É certo que para haver crime precisa estar presente o dolo, e caberá ao fisco demonstrar a intenção clara de o contribuinte manter-se inadimplente. Para os demais tributos, em caso de autuação, existe crime se ficar demonstrada a intenção dolosa de descumprir a legislação. Já no caso do ICMS, agora, bastar demonstrar a intenção de deixar de pagar o tributo. Em suma, foi criminalizada a inadimplência.
Contudo, como dito, deverá o fisco provar a vontade inequívoca de inadimplir. O inadimplemento por má gestão, por dificuldades financeiras, por erro, ou qualquer outra razão que não a vontade deliberada de deixar de pagar o fisco, não poderá ser criminalizado.
Outra questão relevante vai ser definir o responsável pelo crime. O diretor financeiro? O administrador? Qual administrador?

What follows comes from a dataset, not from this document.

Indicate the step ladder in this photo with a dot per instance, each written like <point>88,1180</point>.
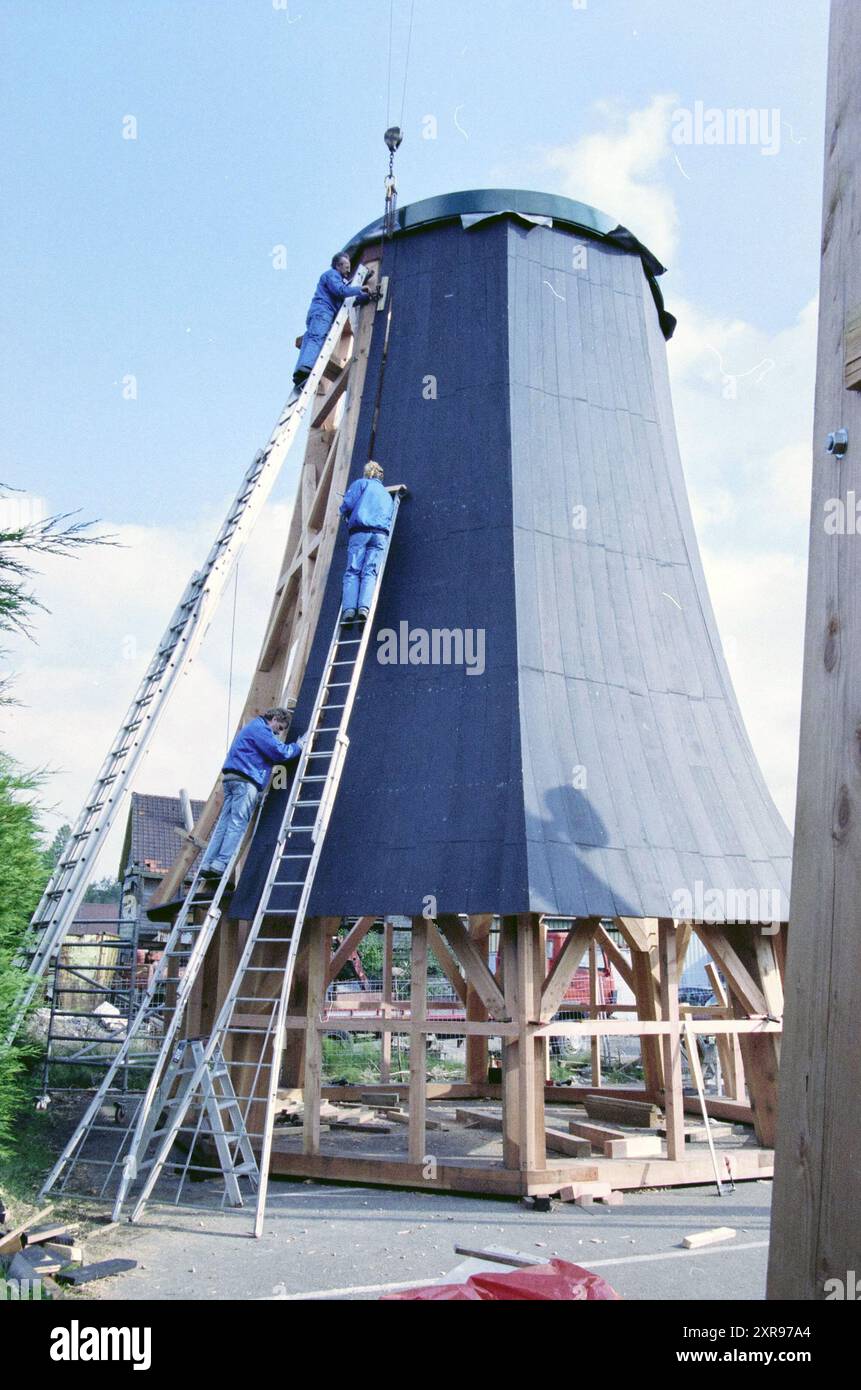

O enquadramento legal da decisão está no artigo 2°, inciso II da Lei 8.137/90, que tipifica o crime de apropriação indébita: “deixar de recolher, no prazo legal, valor de tributo ou de contribuição social, descontado ou cobrado, na qualidade de sujeito passivo de obrigação e que deveria recolher aos cofres públicos”.
A crítica mais flagrante a tal decisão está no fato de que, apropriação indébita, até aqui, se aplicava nas retenções em que o contribuinte de fato e de direito é o terceiro, e não o inadimplente, como no caso das contribuições previdenciárias. No ICMS, embora o consumidor final suporte o peso do tributo, o contribuinte é o inadimplente. Ou seja, a empresa que não paga ICMS, a princípio – ao menos, até ontem – não está retendo dívidas de terceiros, mas a sua própria. Ou seja, é caso de inadimplência pura e simples, e não apropriação indébita. Daí a indigência econômica da decisão…
A se considerar que a apropriação decorre do fato de o consumidor suportar o peso do tributo, posto que o mesmo faz parte do preço, abre-se um precedente perigoso, haja vista que, naturalmente, todos os tributos pagos pela empresa estão no preço do produto de uma forma ou de outra. Sobretudo os chamados tributos indiretos, tais como IPI, ISS, PIS e COFINS, além do ICMS, e até mesmo o Simples Nacional, que é a união de todos os demais tributos incidentes.
Essa decisão do STF não tem efeito vinculante, e foi prolatada em um caso particular, mas inegavelmente, vai influenciar todas as demais decisões daqui por diante. Daí que todos esses pontos vão se acomodar de acordo com o amadurecimento da discussão sobre o tema nas futuras decisões judiciais.
Apesar de o ônus da prova do dolo ser do fisco, não custa ao gestor adotar um comportamento defensivo quando da iminência ou da ocorrência do inadimplemento do ICMS. Isso significa documentar o motivo da inadimplência, reunir provas, ou, ao menos, fazer o registro da dificuldade financeira, da ausência de saldo bancário, dos compromissos conflitantes etc. Isso porque o fisco tem 5 anos para fiscalizar, e pode não ser trivial demonstrar determinas situações depois de tanto tempo, se não houver registro dos fatos pretéritos.
Assim como ocorre em todos os crimes tributários, a quitação do tributo extingue a penalidade: qualquer inadimplência que venha a ser quitada ou parcelada deixa de ser um problema penal. Nesse particular, o peso do estado nas costas do empresário ficou um pouco maior.